15 marzo 2013 | 14:56

Diritti tv: ricorso Berlusconi mette a rischio sentenza

(ASCA) – Milano, 15 mar – La decisione dei legali di Silvio Berlusconi di chiedere il trasferimento al Tribunale di Brescia dei processi Ruby e diritti tv per ”legittimo sospetto” nei confronti delle toghe milanesi potrebbe bloccare i processi e mettere cosi’ a rischio soprattutto la sentenza di quest’ultimo procedimento, prevista per il 23 marzo, in cui Berlusconi e’ stato condannato in primo grado a 4 anni. Tutto dipende dal verdetto della Corte di Cassazione sulla ‘mossa’ dei legali del leader Pdl. Il ricorso depositato dagli avvocati-deputati Niccolo’ Ghedini e Piero Longo, infatti, non ha l’effetto di bloccare immediatamente i due processi a carico di Berlusconi.

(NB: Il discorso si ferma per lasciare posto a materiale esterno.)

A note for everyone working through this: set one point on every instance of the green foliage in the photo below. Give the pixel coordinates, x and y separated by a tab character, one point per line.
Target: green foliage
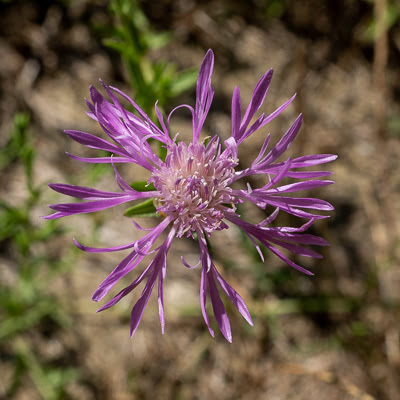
375	28
133	38
25	303
144	209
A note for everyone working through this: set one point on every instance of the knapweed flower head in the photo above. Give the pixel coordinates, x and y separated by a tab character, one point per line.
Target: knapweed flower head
192	191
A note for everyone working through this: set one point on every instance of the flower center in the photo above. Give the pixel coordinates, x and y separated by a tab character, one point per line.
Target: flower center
194	186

Un eventuale stop arrivera’ soltanto se i giudici in ermellino di Piazza Cavour dovessero dichiarare ammissibile il ricorso e fissare un’udienza nel merito a sezione unite. Se invece dal ‘Palazzaccio’ arrivera’ un giudizio di inammissibilita’, i processi a carico di Berlusconi potrebbero proseguire a Milano senza subire ritardi. Il processo sui diritti tv di Mediaset potrebbe comunque slittare per la richiesta di legittimo impedimento presentata dai legali di Berlusconi in vista dell’udienza di domani. I due penalisti hanno chiesto per se’ un impedimento di natura parlamentare (entrambi saranno impegnati a Roma per la nomina dei presidenti delle Camere). Quanto a Berlusconi, secondo i due legali il leader Pdl e’ legittimato a non presentarsi in aula per ragioni legate alla malattia per cui e’ rimasto ricoverato una settimana al San Raffaele.